Wednesday's session of the biodiversity game was an awesome biology lecture for me.  We had Dutch biologist Fam coming in to help explain and discuss how different events such as mining, wild fires, power line construction, urbanisation, environmental laws etc would impact different animals in different regions.

A challenge we faced in our work was which time frame to look at. For each event you can plot follow-on effects on a time line, and the further into the future you look, the more systemic and complex the consequences will be. A flood might for example have a terrible immediate impact on some animals in a biosphere, but later create more biodiversity which will help the species.

In 1,5 hours we discussed how 29 animals across eight biospheres would be impacted by 24 different external events. Talk about rapid learning...

An excel spread sheet was used for this assessment, which is now uploaded to our Google Drive folder. Please post your email address as a private Yammer message to Adam or Yoav to get access to the file and join the discussion about +1, 0 or -1.

Sunday, March 3, 2013

Biodiversity Game Session 3

The design of the biodiversity games continues.....

Yoav sketched the game board on a piece of cardboard.

We listed the positive and negative human and natural events on blank cards and tried to rank them depending on their environmental impact.

 Other elements of the game were decided. Corners of the board will for example function as "summits".  

Finally, we played a test round of the game to try to identify the challenges we still have with the mechanics.

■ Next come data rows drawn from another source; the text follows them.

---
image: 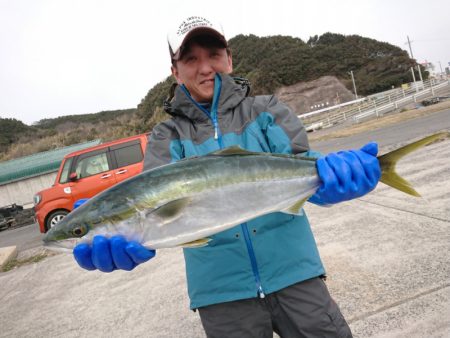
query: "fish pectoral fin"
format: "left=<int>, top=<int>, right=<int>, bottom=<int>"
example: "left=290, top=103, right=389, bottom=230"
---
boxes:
left=179, top=238, right=211, bottom=249
left=281, top=198, right=308, bottom=216
left=151, top=197, right=191, bottom=219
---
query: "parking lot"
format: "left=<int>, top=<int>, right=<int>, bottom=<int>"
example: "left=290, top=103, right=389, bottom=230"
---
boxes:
left=0, top=110, right=450, bottom=338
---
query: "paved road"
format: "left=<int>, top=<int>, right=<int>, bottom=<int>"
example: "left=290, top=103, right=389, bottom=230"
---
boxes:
left=311, top=109, right=450, bottom=153
left=0, top=109, right=450, bottom=252
left=0, top=223, right=43, bottom=252
left=0, top=109, right=450, bottom=338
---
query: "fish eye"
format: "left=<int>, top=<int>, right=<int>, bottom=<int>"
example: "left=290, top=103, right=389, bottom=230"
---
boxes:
left=72, top=225, right=87, bottom=237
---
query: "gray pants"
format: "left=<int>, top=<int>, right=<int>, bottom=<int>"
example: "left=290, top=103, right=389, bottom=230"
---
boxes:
left=198, top=278, right=352, bottom=338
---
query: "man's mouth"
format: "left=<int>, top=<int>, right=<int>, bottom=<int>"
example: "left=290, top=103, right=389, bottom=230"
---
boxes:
left=200, top=79, right=214, bottom=84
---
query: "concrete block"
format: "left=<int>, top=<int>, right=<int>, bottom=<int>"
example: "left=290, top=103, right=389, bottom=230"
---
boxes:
left=0, top=245, right=17, bottom=270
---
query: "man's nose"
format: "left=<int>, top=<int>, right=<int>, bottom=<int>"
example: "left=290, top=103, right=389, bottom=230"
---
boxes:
left=199, top=59, right=214, bottom=74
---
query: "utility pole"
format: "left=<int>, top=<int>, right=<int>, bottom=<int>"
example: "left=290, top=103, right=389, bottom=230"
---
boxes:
left=406, top=35, right=423, bottom=87
left=347, top=70, right=358, bottom=100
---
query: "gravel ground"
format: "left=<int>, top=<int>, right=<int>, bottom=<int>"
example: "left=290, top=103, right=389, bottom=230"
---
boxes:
left=0, top=127, right=450, bottom=338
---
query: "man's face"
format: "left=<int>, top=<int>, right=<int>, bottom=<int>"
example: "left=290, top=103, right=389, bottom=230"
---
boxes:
left=172, top=43, right=233, bottom=102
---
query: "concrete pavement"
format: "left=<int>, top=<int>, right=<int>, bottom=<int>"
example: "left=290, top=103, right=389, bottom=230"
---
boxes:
left=0, top=133, right=450, bottom=338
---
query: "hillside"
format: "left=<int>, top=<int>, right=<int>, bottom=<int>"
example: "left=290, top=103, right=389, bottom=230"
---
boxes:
left=0, top=33, right=422, bottom=160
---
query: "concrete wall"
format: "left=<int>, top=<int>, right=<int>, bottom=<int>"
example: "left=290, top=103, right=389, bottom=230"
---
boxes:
left=0, top=172, right=58, bottom=208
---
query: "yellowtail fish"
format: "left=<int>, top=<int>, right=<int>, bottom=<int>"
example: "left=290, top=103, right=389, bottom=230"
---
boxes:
left=44, top=132, right=450, bottom=249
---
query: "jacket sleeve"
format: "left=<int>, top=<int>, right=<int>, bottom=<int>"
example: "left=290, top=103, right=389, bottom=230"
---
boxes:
left=258, top=96, right=309, bottom=154
left=144, top=120, right=184, bottom=170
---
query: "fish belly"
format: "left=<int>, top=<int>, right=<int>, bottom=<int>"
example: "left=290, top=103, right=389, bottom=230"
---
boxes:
left=142, top=176, right=320, bottom=249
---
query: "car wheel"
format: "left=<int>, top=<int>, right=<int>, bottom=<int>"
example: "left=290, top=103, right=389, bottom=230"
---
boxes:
left=46, top=210, right=69, bottom=231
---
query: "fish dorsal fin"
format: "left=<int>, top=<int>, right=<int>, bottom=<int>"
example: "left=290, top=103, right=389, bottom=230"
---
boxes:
left=281, top=197, right=308, bottom=215
left=207, top=146, right=261, bottom=156
left=180, top=238, right=211, bottom=249
left=152, top=197, right=190, bottom=220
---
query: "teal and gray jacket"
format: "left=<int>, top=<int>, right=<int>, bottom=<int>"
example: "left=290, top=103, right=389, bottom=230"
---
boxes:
left=144, top=75, right=324, bottom=309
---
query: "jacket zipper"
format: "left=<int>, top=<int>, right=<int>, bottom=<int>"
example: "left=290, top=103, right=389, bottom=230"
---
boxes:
left=181, top=75, right=266, bottom=298
left=241, top=223, right=266, bottom=298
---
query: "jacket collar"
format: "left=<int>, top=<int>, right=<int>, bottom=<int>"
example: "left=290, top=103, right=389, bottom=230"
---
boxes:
left=164, top=74, right=250, bottom=121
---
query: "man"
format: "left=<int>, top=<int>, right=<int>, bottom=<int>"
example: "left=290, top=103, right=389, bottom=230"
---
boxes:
left=74, top=17, right=380, bottom=337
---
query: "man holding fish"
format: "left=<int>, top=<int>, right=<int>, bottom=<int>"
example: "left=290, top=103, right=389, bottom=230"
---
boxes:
left=74, top=16, right=381, bottom=337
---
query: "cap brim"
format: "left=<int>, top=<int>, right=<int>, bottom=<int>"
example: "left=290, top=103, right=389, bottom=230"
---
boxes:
left=170, top=27, right=228, bottom=61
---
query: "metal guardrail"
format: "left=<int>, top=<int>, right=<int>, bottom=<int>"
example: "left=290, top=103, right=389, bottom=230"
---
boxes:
left=299, top=79, right=450, bottom=131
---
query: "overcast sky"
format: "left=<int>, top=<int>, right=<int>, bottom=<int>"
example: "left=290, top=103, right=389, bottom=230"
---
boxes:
left=0, top=0, right=450, bottom=124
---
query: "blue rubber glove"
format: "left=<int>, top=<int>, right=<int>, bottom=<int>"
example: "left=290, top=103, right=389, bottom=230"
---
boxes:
left=309, top=142, right=381, bottom=205
left=73, top=236, right=156, bottom=272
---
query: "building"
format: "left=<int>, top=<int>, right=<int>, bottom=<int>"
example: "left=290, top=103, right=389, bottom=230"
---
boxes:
left=0, top=140, right=101, bottom=208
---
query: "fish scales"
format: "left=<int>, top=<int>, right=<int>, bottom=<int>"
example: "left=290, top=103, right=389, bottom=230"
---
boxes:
left=44, top=132, right=450, bottom=249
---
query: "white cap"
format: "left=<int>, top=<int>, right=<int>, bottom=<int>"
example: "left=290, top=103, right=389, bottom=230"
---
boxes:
left=167, top=16, right=228, bottom=60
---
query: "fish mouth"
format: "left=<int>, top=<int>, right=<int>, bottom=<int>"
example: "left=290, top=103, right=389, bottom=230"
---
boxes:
left=44, top=238, right=81, bottom=253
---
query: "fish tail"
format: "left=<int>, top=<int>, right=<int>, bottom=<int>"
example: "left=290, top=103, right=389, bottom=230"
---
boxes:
left=378, top=132, right=450, bottom=197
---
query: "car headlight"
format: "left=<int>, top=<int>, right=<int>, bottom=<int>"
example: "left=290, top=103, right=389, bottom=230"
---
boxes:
left=33, top=194, right=42, bottom=206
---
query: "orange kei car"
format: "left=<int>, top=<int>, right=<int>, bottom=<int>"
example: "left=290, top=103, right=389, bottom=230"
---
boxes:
left=34, top=134, right=148, bottom=233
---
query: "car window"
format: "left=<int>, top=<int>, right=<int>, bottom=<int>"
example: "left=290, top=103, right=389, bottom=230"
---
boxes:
left=59, top=157, right=73, bottom=183
left=113, top=143, right=143, bottom=168
left=75, top=153, right=110, bottom=178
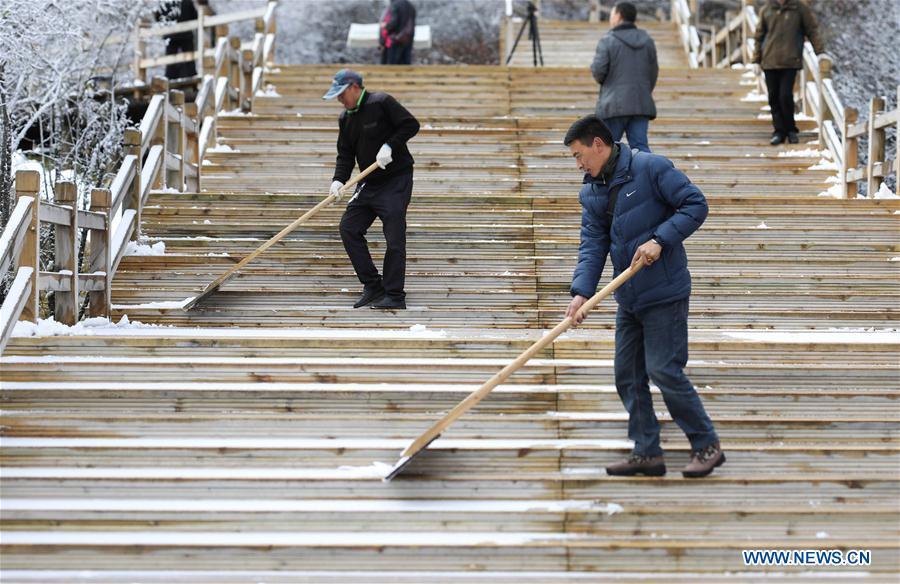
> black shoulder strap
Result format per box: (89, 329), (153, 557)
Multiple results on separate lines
(606, 184), (622, 233)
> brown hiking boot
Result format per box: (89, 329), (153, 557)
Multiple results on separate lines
(681, 442), (725, 479)
(606, 454), (666, 477)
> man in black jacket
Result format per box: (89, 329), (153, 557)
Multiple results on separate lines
(379, 0), (416, 65)
(322, 69), (419, 310)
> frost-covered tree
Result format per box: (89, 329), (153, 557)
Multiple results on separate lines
(0, 0), (171, 302)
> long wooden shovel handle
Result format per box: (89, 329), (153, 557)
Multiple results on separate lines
(400, 262), (644, 458)
(184, 162), (378, 310)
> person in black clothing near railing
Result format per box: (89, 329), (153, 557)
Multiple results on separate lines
(378, 0), (416, 65)
(322, 69), (419, 310)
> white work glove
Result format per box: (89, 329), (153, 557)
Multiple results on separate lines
(328, 180), (344, 203)
(375, 144), (394, 169)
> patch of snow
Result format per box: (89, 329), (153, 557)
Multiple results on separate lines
(819, 182), (843, 199)
(112, 298), (191, 310)
(875, 183), (900, 199)
(724, 328), (900, 345)
(12, 315), (167, 337)
(125, 241), (166, 256)
(206, 143), (240, 153)
(409, 324), (447, 339)
(807, 158), (841, 170)
(256, 83), (281, 97)
(778, 148), (831, 159)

It now starts to feel like we have a game, and in the next couple of weeks we'll spend more time to refine the mechanics.

Some ideas for next time:

Yoav drew the game board as a world map. Robert, the artist-in-residence at Hub Melbourne, is currently working on an artwork where the world map is the foundation of the image. An action point for next time is therefore to talk to him about potential game board designs.

Ownership of this game might be based on the number of hours individuals have worked on the game. It is therefore important that we each log how much time we spend on working on the game.

Next meeting:  Wed 6 March 11 AM at the Hub Boardroom.

Saturday, February 16, 2013

The Biodiversity Game 15 Feb

The second session of the development of the sustainability game focussed on the biodiversity game based on Monopoly. We brought a couple of old Monopoly games and started to list what the chance cards, jail, community chest, hotels etc would represent.

Claire cutting and pasting a new board...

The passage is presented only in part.